San Francisco's Mission Bay neighborhood has spent years watching its population boom while its transit options struggled to keep up. That's starting to change: the city is now building a permanent ferry landing at the Mission Bay waterfront, including charging infrastructure purpose-built for the electric vessels that California's transit agencies are required to adopt under state climate mandates.
The project is the major construction phase of a landing years in the making. Mission Bay transformed from abandoned railyards into one of the most densely developed districts in the western United States over the past two decades, anchored by UCSF's medical campus and the Chase Center arena. Yet the T-Third Muni light rail line, the neighborhood's primary transit link, has long been criticized for slow speeds and crowding. Ferry service has been on the planning books since the early 2010s, repeatedly delayed by permitting requirements across multiple state and federal agencies and funding challenges.
The new landing will include a covered fixed pier, gangway, float guide piles, and all the utilities needed to charge electric ferries at the dock, making it one of the first terminals in the Bay Area designed from scratch for zero-emission vessels. San Francisco Bay Ferry, which has been expanding routes and testing electric boats as part of California's broader decarbonization push, is expected to serve the landing once it opens.

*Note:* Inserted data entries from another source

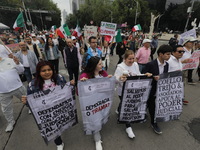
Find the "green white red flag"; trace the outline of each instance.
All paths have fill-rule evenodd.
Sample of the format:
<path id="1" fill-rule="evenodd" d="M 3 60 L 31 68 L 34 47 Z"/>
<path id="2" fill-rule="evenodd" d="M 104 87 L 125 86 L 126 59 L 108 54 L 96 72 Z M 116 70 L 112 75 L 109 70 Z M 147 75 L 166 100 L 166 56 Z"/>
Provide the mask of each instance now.
<path id="1" fill-rule="evenodd" d="M 80 28 L 78 22 L 77 22 L 76 28 L 75 28 L 74 32 L 72 33 L 72 35 L 75 36 L 75 37 L 80 37 L 82 35 L 81 34 L 81 28 Z"/>
<path id="2" fill-rule="evenodd" d="M 24 27 L 24 17 L 23 17 L 23 13 L 20 12 L 20 14 L 18 15 L 17 19 L 15 20 L 15 23 L 13 25 L 13 29 L 14 30 L 19 30 L 22 27 Z"/>
<path id="3" fill-rule="evenodd" d="M 139 31 L 139 30 L 142 30 L 140 24 L 137 24 L 137 25 L 135 25 L 135 26 L 132 28 L 132 31 L 133 31 L 133 32 Z"/>
<path id="4" fill-rule="evenodd" d="M 66 38 L 67 36 L 71 36 L 71 32 L 70 32 L 67 24 L 60 26 L 60 28 L 57 30 L 57 34 L 61 38 Z"/>

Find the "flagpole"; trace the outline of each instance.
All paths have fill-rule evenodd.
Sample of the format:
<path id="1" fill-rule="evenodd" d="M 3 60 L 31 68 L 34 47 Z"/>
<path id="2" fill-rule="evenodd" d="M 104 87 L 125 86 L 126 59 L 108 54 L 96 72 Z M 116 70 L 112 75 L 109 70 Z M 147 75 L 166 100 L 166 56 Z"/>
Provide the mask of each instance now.
<path id="1" fill-rule="evenodd" d="M 22 0 L 22 5 L 23 5 L 23 8 L 24 8 L 24 13 L 25 13 L 25 16 L 26 16 L 26 21 L 28 21 L 28 15 L 27 15 L 27 12 L 26 12 L 26 7 L 25 7 L 25 4 L 24 4 L 24 0 Z M 26 23 L 25 23 L 26 24 Z M 27 29 L 27 28 L 26 28 Z"/>
<path id="2" fill-rule="evenodd" d="M 6 48 L 6 50 L 9 52 L 9 54 L 12 54 L 11 50 L 4 44 L 4 42 L 0 38 L 1 44 Z"/>
<path id="3" fill-rule="evenodd" d="M 21 9 L 21 8 L 19 8 L 19 10 L 20 10 L 20 12 L 22 13 L 22 16 L 23 16 L 22 9 Z M 27 30 L 27 28 L 26 28 L 26 23 L 25 23 L 25 20 L 24 20 L 24 28 L 25 28 L 25 30 Z"/>
<path id="4" fill-rule="evenodd" d="M 28 15 L 29 15 L 29 18 L 30 18 L 30 21 L 31 21 L 31 27 L 32 27 L 32 31 L 33 31 L 33 22 L 32 22 L 31 13 L 30 13 L 29 8 L 28 8 Z"/>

San Francisco Bay Ferry ridership recovery has outpaced other Bay Area transit
Source: NationGraph.
The project also extends San Francisco's earthquake-resilient firefighting infrastructure to the waterfront. A new Emergency Firefighting Water System suction connection and fireboat manifold will allow firefighters to draw water directly from the bay, a critical backup for a neighborhood that has densified rapidly since the system's last major expansion. The addition reflects lessons from the 1906 earthquake and fire that prompted San Francisco to build its dedicated high-pressure water supply in the first place.
Alongside the marine work, Agua Vista Park will receive permanent improvements including new lighting, irrigation, hardscape, and plantings. The park has existed in interim form under Mission Bay's redevelopment plan, which required public open space along the waterfront, but this phase delivers its finished condition.
Because parts of Mission Bay sit on former industrial and railyard land, construction may require environmental management of excavated materials. The project is funded through local sources, likely a combination of Port of San Francisco capital funds, San Francisco Bay Ferry capital dollars, and Mission Bay Community Facilities District assessments.
The city posted the construction solicitation on CaliforniaBids in late May 2026, with at least one update already issued, a common occurrence for complex waterfront projects. Once a contractor is selected and construction gets underway, the timeline to the landing's opening will become clearer, something Mission Bay residents and the tens of thousands who work in the neighborhood will be watching closely.